Sparklines in Apache Spark dataframes

As readers of this blog will know I’m a huge advocate of data visualisation techniques and an admirer of the work of Edward Tufte.

In a previous blog post we looked at how to add sparklines to a pandas DataFrame and view this in a Jupyter notebook.

I really like Pandas and with Dask it is possible to operate on larger volumes of data, however there are occasions where we might have to deal with “Big Data” volumes and for this purpose Apache spark is a better fit. In this post we examine how we could visualise a sparkline via Apache Spark using the pyspark library from python.

Firstly we want a development environment. Whilst jupyter notebooks is excellent for interactive data analysis and data science operations using python and pandas in this post we will take a look at Apache Zeppelin. Zeppelin is a very similar to jupyter notebook but offers support for python, scala and multiple interpreters.

In this exercise we will first create a new data frame


%pyspark
from pyspark.sql import *
from pyspark.sql.functions import udf, array
from datetime import datetime as Date
from pyspark.sql.types import StringType
sqlContext = SQLContext(sc)

data = [
[10,'Direct Sales',Date(2019,1,1)],
[12,'Direct Sales',Date(2019,1,2)],
[11,'Direct Sales',Date(2019,1,3)],
[15,'Direct Sales',Date(2019,1,4)],
[12,'Direct Sales',Date(2019,1,5)],
[20,'Online Sales',Date(2019,1,1)],
[25,'Online Sales',Date(2019,1,2)],
[22,'Online Sales',Date(2019,1,3)],
[30,'Online Sales',Date(2019,1,4)],
[23,'Online Sales',Date(2019,1,5)],
]

df = sqlContext.createDataFrame(data , ['Revenue','Department','Date'])

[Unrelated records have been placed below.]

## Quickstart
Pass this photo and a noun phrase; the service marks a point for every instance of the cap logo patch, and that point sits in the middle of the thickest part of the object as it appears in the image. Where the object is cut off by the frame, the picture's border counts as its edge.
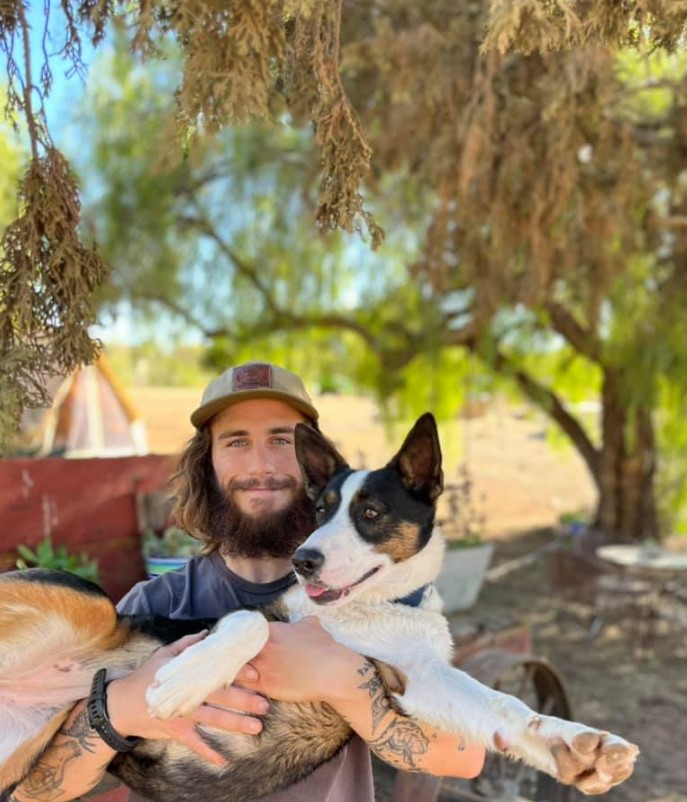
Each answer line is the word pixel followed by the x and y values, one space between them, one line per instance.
pixel 251 377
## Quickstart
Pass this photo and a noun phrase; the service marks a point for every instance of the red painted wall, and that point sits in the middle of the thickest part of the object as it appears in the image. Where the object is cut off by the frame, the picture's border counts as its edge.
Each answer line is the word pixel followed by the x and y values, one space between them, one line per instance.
pixel 85 504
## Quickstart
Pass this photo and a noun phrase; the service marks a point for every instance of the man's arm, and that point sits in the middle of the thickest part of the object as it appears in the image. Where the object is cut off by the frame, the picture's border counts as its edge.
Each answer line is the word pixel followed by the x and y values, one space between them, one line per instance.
pixel 77 758
pixel 75 762
pixel 301 662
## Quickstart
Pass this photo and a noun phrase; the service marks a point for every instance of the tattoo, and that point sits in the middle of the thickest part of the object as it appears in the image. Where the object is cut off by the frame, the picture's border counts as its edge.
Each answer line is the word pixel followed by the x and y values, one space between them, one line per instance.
pixel 80 730
pixel 401 743
pixel 44 783
pixel 373 685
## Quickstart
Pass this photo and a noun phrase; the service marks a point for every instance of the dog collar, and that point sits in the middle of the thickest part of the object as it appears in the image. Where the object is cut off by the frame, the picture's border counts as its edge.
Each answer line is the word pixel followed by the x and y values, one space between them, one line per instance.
pixel 413 599
pixel 98 718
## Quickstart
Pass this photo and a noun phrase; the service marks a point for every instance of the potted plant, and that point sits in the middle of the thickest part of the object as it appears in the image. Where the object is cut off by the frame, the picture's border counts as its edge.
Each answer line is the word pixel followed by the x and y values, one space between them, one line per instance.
pixel 467 555
pixel 46 555
pixel 168 551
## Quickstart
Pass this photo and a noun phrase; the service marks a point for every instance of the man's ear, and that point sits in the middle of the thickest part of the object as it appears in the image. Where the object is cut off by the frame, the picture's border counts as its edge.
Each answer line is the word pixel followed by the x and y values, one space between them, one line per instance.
pixel 418 461
pixel 318 458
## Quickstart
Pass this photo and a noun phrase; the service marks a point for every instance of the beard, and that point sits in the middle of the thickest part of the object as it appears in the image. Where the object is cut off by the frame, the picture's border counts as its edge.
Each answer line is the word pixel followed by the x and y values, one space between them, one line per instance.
pixel 273 534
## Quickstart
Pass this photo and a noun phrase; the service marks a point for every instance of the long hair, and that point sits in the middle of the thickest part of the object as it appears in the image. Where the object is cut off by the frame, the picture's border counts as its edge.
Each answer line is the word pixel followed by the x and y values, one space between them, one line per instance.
pixel 192 484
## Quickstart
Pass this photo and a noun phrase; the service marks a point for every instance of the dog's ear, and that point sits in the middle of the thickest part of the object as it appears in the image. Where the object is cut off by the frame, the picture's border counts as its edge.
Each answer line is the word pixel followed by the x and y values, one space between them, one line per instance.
pixel 419 459
pixel 318 458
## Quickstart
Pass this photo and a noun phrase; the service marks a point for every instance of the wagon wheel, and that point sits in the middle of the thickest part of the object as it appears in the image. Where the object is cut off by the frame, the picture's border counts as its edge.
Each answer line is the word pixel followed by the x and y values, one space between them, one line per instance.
pixel 503 780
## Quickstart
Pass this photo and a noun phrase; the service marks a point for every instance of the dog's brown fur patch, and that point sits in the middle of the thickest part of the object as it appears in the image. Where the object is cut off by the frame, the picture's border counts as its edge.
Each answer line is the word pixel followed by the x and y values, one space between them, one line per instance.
pixel 21 761
pixel 403 544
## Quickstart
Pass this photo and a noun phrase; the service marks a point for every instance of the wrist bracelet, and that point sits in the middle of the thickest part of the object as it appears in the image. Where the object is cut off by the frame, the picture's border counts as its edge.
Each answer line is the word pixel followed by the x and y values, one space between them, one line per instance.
pixel 96 709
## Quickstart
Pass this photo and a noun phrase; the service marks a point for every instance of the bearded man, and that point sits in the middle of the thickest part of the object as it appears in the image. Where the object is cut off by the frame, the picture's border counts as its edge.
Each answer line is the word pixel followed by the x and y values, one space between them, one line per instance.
pixel 239 490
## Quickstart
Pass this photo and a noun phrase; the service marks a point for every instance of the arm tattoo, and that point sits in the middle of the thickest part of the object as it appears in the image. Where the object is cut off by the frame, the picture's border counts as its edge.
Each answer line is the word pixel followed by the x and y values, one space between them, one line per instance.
pixel 373 685
pixel 401 743
pixel 44 783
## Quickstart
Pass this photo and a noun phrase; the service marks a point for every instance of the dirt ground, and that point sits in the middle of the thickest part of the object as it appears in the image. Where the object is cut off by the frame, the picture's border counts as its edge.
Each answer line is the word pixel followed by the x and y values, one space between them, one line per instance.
pixel 612 682
pixel 526 485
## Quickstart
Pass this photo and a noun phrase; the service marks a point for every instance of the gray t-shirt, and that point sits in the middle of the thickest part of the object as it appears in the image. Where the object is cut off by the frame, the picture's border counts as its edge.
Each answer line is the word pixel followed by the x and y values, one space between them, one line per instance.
pixel 206 588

The code above will create a dataframe with 10 rows and 3 columns. This sample data is simulating 5 dates and the sales in 2 different departments.

In terms of viewing a chart we want to pivot the data, note how the syntax of the pyspark pivot is 3 function calls and not as easy to read as the equivalent pandas pivot or pivot_table function.

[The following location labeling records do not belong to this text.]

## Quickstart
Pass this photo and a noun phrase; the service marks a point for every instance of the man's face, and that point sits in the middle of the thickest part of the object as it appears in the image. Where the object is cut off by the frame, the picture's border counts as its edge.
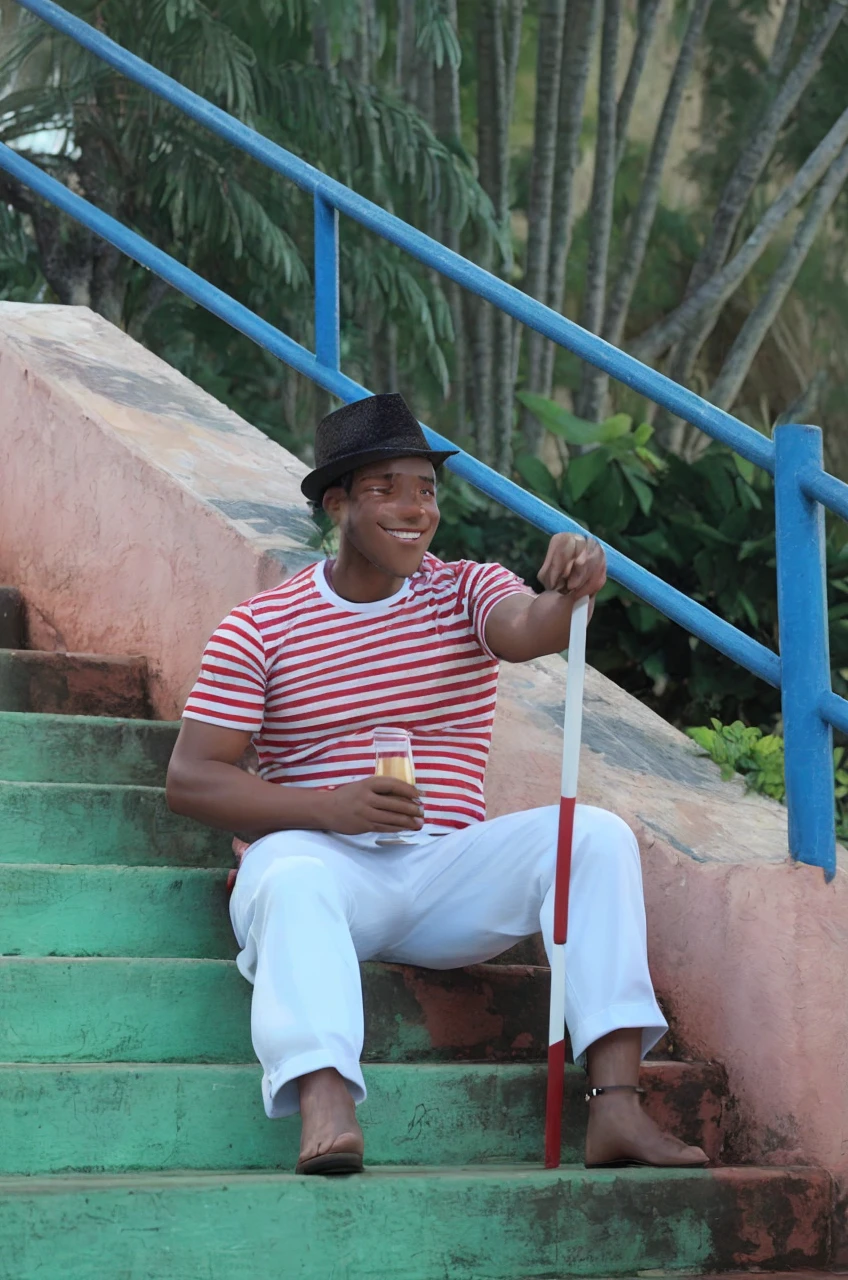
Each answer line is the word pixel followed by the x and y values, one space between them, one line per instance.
pixel 391 513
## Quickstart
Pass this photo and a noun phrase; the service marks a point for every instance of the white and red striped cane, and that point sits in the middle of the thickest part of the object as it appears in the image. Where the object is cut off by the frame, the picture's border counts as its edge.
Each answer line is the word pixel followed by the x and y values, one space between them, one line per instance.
pixel 568 798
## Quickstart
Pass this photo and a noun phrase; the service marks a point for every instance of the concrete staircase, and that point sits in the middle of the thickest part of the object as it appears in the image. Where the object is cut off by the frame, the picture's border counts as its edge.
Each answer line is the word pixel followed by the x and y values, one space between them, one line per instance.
pixel 133 1139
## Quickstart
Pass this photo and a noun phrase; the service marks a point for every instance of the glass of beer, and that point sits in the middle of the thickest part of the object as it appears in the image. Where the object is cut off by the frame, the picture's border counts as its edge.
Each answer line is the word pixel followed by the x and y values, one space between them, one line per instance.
pixel 393 752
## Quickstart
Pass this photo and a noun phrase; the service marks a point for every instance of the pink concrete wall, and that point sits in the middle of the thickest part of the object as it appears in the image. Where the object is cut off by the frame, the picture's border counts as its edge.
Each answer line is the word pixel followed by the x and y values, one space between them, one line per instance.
pixel 112 464
pixel 136 511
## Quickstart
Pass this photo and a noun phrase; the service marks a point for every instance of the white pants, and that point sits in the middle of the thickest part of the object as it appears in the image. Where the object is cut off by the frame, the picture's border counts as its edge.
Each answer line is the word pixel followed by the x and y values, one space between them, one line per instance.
pixel 308 906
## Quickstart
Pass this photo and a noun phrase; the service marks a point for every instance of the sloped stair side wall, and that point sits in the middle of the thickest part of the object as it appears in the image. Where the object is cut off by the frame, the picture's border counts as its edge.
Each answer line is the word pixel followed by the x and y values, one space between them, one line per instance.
pixel 137 510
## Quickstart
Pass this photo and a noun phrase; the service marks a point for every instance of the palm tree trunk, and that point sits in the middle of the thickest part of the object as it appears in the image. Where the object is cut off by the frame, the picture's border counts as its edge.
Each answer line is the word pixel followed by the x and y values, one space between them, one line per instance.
pixel 644 213
pixel 580 27
pixel 591 394
pixel 715 291
pixel 648 16
pixel 489 83
pixel 548 67
pixel 734 200
pixel 756 327
pixel 784 39
pixel 448 128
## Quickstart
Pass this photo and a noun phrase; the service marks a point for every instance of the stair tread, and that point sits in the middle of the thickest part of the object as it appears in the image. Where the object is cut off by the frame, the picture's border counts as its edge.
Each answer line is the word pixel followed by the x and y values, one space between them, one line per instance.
pixel 489 1223
pixel 123 1116
pixel 101 824
pixel 525 1173
pixel 51 748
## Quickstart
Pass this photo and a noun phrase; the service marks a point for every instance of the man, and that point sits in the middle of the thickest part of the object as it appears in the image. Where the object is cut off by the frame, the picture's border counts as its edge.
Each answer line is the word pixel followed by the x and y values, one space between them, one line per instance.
pixel 388 635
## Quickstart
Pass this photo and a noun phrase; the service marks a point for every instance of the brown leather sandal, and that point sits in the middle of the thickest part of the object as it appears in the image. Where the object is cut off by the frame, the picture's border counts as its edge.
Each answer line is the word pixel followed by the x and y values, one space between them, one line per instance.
pixel 630 1164
pixel 333 1162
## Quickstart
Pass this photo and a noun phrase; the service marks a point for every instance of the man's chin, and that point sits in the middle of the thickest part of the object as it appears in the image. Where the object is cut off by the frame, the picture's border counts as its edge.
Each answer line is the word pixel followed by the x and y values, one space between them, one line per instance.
pixel 404 565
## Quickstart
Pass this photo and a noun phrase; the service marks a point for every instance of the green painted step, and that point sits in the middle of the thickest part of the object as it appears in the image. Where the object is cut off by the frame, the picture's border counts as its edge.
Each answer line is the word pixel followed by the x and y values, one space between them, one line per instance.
pixel 94 1010
pixel 114 912
pixel 78 823
pixel 95 749
pixel 118 1118
pixel 486 1224
pixel 73 684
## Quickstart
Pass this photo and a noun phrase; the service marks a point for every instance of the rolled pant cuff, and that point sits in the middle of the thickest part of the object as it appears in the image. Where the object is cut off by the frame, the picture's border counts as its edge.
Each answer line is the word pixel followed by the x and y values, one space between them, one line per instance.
pixel 615 1018
pixel 279 1087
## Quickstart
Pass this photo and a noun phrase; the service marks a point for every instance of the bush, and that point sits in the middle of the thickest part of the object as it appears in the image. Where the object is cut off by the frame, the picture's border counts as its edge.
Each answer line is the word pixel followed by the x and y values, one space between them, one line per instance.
pixel 706 528
pixel 760 759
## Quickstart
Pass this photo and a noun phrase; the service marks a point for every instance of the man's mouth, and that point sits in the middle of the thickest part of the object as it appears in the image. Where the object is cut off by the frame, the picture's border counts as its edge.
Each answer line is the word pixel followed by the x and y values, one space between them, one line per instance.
pixel 405 535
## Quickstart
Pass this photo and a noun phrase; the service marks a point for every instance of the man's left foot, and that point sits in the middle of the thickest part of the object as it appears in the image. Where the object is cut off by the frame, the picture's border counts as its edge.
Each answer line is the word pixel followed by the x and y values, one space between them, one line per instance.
pixel 621 1133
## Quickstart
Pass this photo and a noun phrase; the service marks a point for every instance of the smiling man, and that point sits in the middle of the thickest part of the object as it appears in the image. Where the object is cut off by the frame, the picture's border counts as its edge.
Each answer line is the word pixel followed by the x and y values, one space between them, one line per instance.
pixel 388 635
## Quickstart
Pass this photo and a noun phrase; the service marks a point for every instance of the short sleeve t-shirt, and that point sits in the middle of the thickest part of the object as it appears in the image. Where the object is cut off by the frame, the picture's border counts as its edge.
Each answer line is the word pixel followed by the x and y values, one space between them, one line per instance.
pixel 311 675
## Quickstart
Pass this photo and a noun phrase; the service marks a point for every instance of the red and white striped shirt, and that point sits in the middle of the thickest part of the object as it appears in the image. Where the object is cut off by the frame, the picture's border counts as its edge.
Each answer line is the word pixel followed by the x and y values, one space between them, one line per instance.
pixel 311 675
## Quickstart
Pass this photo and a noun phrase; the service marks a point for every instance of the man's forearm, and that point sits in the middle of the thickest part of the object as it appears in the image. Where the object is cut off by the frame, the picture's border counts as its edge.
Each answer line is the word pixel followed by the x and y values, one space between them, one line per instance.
pixel 223 795
pixel 542 627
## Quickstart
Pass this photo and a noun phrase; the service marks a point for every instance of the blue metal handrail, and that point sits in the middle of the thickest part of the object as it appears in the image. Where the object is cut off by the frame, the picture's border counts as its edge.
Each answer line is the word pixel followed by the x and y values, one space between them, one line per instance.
pixel 802 488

df = df.groupBy("Department").pivot("Date").sum("Revenue")

Having flattened the data into 2 rows we want to add another column called “Trend” which contains the sparkline, however first we need to create the function which will draw the line.

To draw the line we will use matplotlib. Note however the function is virtually identical to the code we used for pandas.


def sparkline(data, figsize=(4, 0.25), **kwargs):
    """
    creates a sparkline
    """
    from matplotlib import pyplot as plt
    import base64
    from io import BytesIO

    data = list(data)

    *_, ax = plt.subplots(1, 1, figsize=figsize, **kwargs)
    ax.plot(data)
    ax.fill_between(range(len(data)), data, len(data)*[min(data)], alpha=0.1)
    ax.set_axis_off()

    img = BytesIO()
    plt.savefig(img)
    plt.close()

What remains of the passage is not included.